One night, in his makeshift apartment darkroom on 55th Street, my father was developing the film for his very first assignment – photos of the original Penn Station, before its demolition. He realized he’d underexposed every single frame. There wasn’t one usable image. And the class was the next day. In other words, he was toast—and so was his new career. In a desperate panic, he started layering the negatives together, to create usable images – and in the process, created moody, impressionistic montages. His life must’ve been flashing before his eyes -- and at the wrong exposure.
Brodovitch loved the montages. He spent the entire class gushing over them. And on the final night of the course, he offered my father his first-ever professional assignment: to illustrate a new work by an emerging young writer, Truman Capote. The work was Breakfast At Tiffany’s. It ran in Esquire, the first full-page occupied by one of my dad’s now-signature montages. Not bad for a first-timer.
With “Tiffany’s” as his calling card and both Brodovitch and Capote in his corner, my dad worked constantly after that. And he racked up impressive credits: frequent covers and spreads for Vogue, Time, Newsweek, and Bazaar. Portraits of everyone from W.E.B. Du Bois to Bobby Fischer to The Band. Two books of his own work, 1977's Russian Self-Portraits, and 1981's Portrait: Theory (together with Chuck Close, Robert Mapplethorpe and others -- not the shabbiest company).
And while his work slowly faded after his passing in the 1980’s, I’m happy to say that it has seen a significant revival. A gorgeous book of his Capote photographs came out about five years ago (Brooklyn: A Personal Memoir, With The Lost Photographs of David Attie, The Little Bookroom, 2015), followed by an eighteen-month show at the Brooklyn Historical Society, and shows in Los Angeles and England too.

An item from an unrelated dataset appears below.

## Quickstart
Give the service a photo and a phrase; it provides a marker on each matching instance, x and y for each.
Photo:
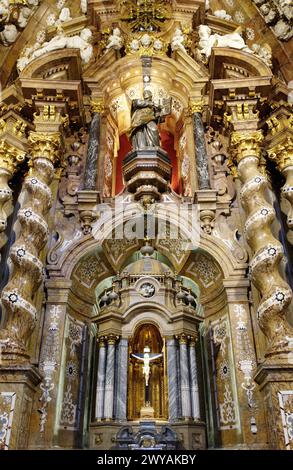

Later this year, he’ll have another new book, of his behind-the-scenes photos from the very first season of Sesame Street. His work is being licensed and published widely again, and now there is this wonderful exhibit at Keith de Lellis Gallery in New York. (Keith, I should add, remained a true champion of my father’s work -- even in the years when it was mostly dormant.)
My dad’s work was always wide-ranging. His straight portraiture and street photography were fantastic. But more than any other style, the montages became his voice. A way to express things that couldn’t be captured by the naked eye. A way to make photographic paper his canvas. A way to be different.
His background in illustration no doubt shaped these montages. In fact, he acknowledged this himself; he would often photograph backgrounds and foregrounds separately, and combine them in the darkroom. A standard illustration technique.
But here’s what I find fascinating: his work as an illustrator was good, but in his own words, “never outstanding.” He never tried to experiment. He never tried to invent. He never tried to be different. Until that darkroom accident somehow freed him – to start seeing with his mind’s eye, to embrace the unusual, to use the darkroom not just to develop film, but to develop ideas.
My father once wrote, “My first impulse when I started out was to do battle with photography, to produce images that were anti-photographic. I have never made peace with photography in its simplest expression. I feel the need to interfere in some way with the making of a photograph. I don’t seem to have the ability to leave things alone. It only seems to work for me when I complicate the endeavor. The ideal photograph for me is one that cannot be seen in a viewfinder or even in nature.”
And yet it took a technical mishap to unlock that impulse. There’s a lesson in it, and I think it applies to anyone doing creative work. Who needs to invent Photoshop? The real task is to invent yourself.